A router (router) is a more "smart" device that not only receives and transmits data, but also redistributes them according to various established rules and executes the given commands. He can: Route data packets (Internet traffic) between different networks and subnets; Assign IP addresses to computers and other devices that are connected to it; provide their network protection (firewall); limit the speed of traffic and much more - depending on the type and high cost of the model. Prior to the popularization of wireless technology, routers were released without WiFi support.

The classic router had only a wired interface and no one would have thought of comparing it to a WiFi access point. And now multi-port carrier-class models are available without a radio module: The confusion arose precisely when the routers equipped with WiFi transmitters, and, in fact, combined the functionality of the router and access points in them.

This has spawned many modifications. The most common question: "What is the difference between an access point and a router" arises in relation to access points for rooms and inexpensive wireless routers for the SOHO segment. They are not much different both externally and in cost.

From the foregoing, a few simple key differences can be deduced: An access point is just an access point. A WiFi router is a router + access point , two in one. The WiFi router in most cases is designed for indoor use. Access points are very different - for rooms and for the street, for connecting several clients and for connecting one, with a built-in antenna and with the need to buy an antenna separately. An internal access point most often has only one port for connecting a cable - for incoming traffic. A wireless router usually has several ports so that devices can be connected via a WiFi connection and using a network cable.

What is the difference between a WiFi router and an access point in practice?

Theory, of course, is good. But what exactly are the possibilities of buying a Wi-Fi router? Is it worth paying more for it (if it is more expensive)? As we discussed above, it makes no sense to talk about expensive carrier-grade routers. Compare solutions for home and office.

WiFi router Access point
By connecting the router first to the provider's cable and setting it up once, you do not have to configure separately each computer or laptop connected after it to the home / office network. The device located on the network after the access point will need to enter the provider settings.

after it to the home / office network. The device located on the network after the access point will need to enter the provider settings. You can easily organize a home network: the router acts as a dhcp server, distributes IP addresses within the network, you only need to connect the devices to the configured router - it will do the rest.

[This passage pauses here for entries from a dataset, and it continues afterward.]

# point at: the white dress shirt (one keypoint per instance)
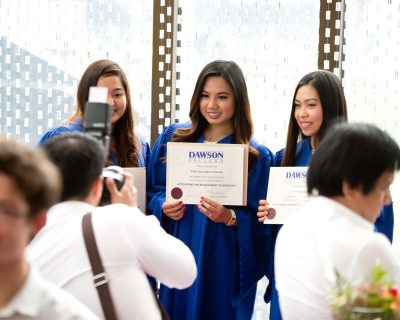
(324, 237)
(40, 299)
(130, 244)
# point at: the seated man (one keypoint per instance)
(29, 184)
(350, 172)
(131, 245)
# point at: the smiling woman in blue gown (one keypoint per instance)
(318, 102)
(229, 245)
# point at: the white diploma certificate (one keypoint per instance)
(139, 181)
(216, 171)
(287, 192)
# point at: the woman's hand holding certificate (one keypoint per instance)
(174, 210)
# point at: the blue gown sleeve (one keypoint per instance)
(156, 173)
(256, 240)
(385, 222)
(144, 154)
(51, 133)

You will have to bother with the settings of your home network, including, possibly, getting additional IP addresses from the provider.

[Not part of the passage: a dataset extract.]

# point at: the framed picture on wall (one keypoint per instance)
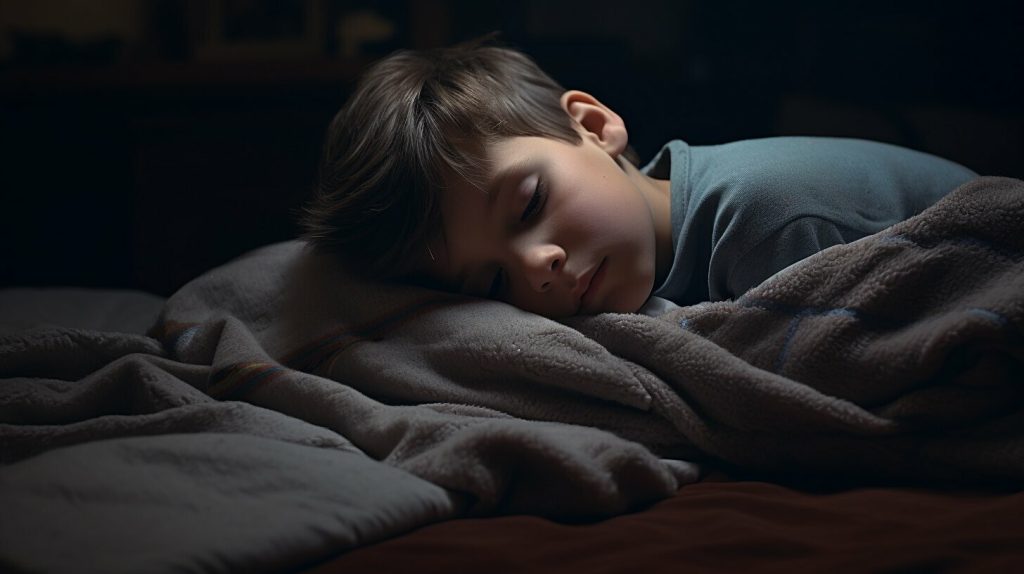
(256, 30)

The router has the functionality of a firewall, built-in firewall, which means it provides improved network protection.

The access point does not have any protective functionality, except for simple traffic encryption.

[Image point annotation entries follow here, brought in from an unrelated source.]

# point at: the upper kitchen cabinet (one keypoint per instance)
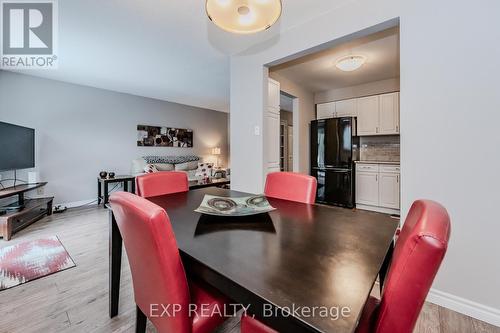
(389, 114)
(368, 115)
(378, 115)
(325, 110)
(346, 108)
(272, 128)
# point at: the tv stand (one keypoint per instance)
(24, 212)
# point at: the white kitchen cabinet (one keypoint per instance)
(389, 190)
(367, 188)
(377, 187)
(325, 110)
(389, 114)
(368, 115)
(346, 108)
(272, 128)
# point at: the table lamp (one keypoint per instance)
(216, 152)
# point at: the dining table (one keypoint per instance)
(288, 262)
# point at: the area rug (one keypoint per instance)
(31, 260)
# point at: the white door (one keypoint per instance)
(389, 190)
(273, 98)
(273, 140)
(367, 188)
(290, 148)
(389, 114)
(347, 108)
(368, 110)
(325, 110)
(272, 128)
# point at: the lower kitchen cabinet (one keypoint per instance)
(378, 187)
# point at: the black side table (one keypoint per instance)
(103, 186)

If you need a high connection speed for some tasks - you can always connect the computer to the router using a network cable and get the maximum speed that the provider gives.

Most access points do not have a wired interface for transferring data to end devices, and the speed of a wireless connection is not suitable for all tasks.
For the operation of some highly specialized programs / interfaces, it may be necessary to configure port forwarding on the router, since the internal IP address of the devices is not available "outside" from the router subnet.

The access point transparently translates traffic, and for some highly specialized tasks, this is good. The IP address of the end device is accessible externally without additional settings.

Conclusion
In most cases, to distribute the Internet to several home devices - a computer, laptop, smartphone - it is better to purchase a WiFi router and connect the provider's cable to it. Especially if the router is inexpensive. For other purposes: receiving traffic from the provider wirelessly, organizing a seamless WiFi network in the office, HotSpot in a cafe or hotel - you need an access point. If you need advice, we will help you find a solution for each specific task.